Prefeitura quer restaurar estátua com placas explicando quem foi Borba Gato
Leonardo Martins
Do UOL, em São Paulo
19/08/2021 04h00
Não é de hoje que a estátua de Borba Gato na zona sul de São Paulo causa polêmica e é alvo de protestos pela sua remoção. O monumento, que traz o bandeirante em pé com uma espingarda nas mãos, já tomou banho de tinta e, recentemente, queimou em chamas ateadas por manifestantes.

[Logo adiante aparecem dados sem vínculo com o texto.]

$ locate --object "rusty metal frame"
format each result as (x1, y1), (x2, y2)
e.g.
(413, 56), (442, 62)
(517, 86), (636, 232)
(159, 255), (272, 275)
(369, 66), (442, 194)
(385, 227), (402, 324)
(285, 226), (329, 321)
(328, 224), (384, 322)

O último episódio de ataque à escultura, no mês passado, reacendeu o debate sobre símbolos que exaltam pessoas ligadas à escravidão, à colônia e a outros temas sensíveis para o país e reativou o alerta na Prefeitura de São Paulo de que alguma ação deveria ser tomada para "ressignificar" a obra do escultor brasileiro Julio Guerra e acalmar os ânimos de quem se opõe à existência do monumento.
Por ora, a diretora do Departamento de Patrimônio Histórico, alocado na secretaria de Cultura da cidade de São Paulo, Maria Emília Nascimento, afirma que a pasta não cogita pedir a remoção da estátua, inaugurada em 1963, mas, sim, realizar "intervenções artísticas".
A direção do núcleo diz que quer distribuir placas ao redor do monumento com informações históricas sobre Manuel Borba Gato e dos Bandeirantes. Outros 40 monumentos considerados "sensíveis" — que trazem figuras históricas controversas — também deverão receber placas semelhantes.
A comissão de esculturas vai propor uma análise de ressignificação das obras, para fazermos placas contando a história das estátuas e trazendo as complexidades dos personagens e do período que viveram. No caso do Borba Gato, os Bandeirantes foram importantes, mas mataram e escravizaram índios. A ideia é fazer as placas com fatos históricos, é uma intervenção artística no monumento"
Maria Emília Nascimento, diretora do Departamento de Patrimônio Histórico de São Paulo
Passado o episódio do incêndio à estátua, Nascimento explica que a missão do poder público foi reestruturar a obra, que é um bem público.
"A visão do poder público é que, naquele momento, deveríamos entender o dano que foi feito. É um bem público e devemos resguardá-lo. Mas as intervenções já eram estudadas antes do incêndio, desde o ano passado. Nós sabíamos que era momento de fazer uma atuação educativa na obra", disse a historiadora, em entrevista ao UOL.
A estátua de Borba Gato é motivo de protestos, principalmente, por razões históricas. Ele era um bandeirante, grupo de homens — batizados de "sertanistas" — que desbravaram o interior da América do Sul no século 16 em busca de ouro e outras riquezas minerais.
Mas, para explorar o continente, registros históricos apontam que os bandeirantes escravizaram e mataram centenas de indígenas, além de serem contratados para capturar escravos e destruir quilombos, comunidades onde escravizados negros se reuniam para viver em liberdade após fugirem dos engenhos.
O debate sobre a estátua chegou até a Assembleia Legislativa paulista. Deputados estaduais já protocolaram pedidos de remoção do monumento, mas ainda não há decisão sobre o tema.
No incêndio, segundo Maria Emilia Nascimento, a estátua sofreu danos no revestimento de pedras de algumas partes do corpo do bandeirante, como as pernas, pés e a espingarda, mas não registrou nenhum dano estrutural.
A diretora do departamento afirmou não ter definido um orçamento total dos custos da reformulação da obra. Mas a conta deve ser paga por um empresário, que não teve a identidade revelada, e está conversando com a secretaria de Cultura para custear a reforma da estatua por meio do programa "Adote uma Obra Artística"
"Está em fase de tratativas. Verificando o preço que deverá custar a reforma e os trâmites necessários para fazer a doação pelo programa", disse a diretora.
Borba Gato, inclusive, é um dos temas a serem discutidos na "Semana de Valorização do Patrimônio", que acontece nesta semana, evento organizado pela prefeitura para discutir a "memória e a preservação na cidade".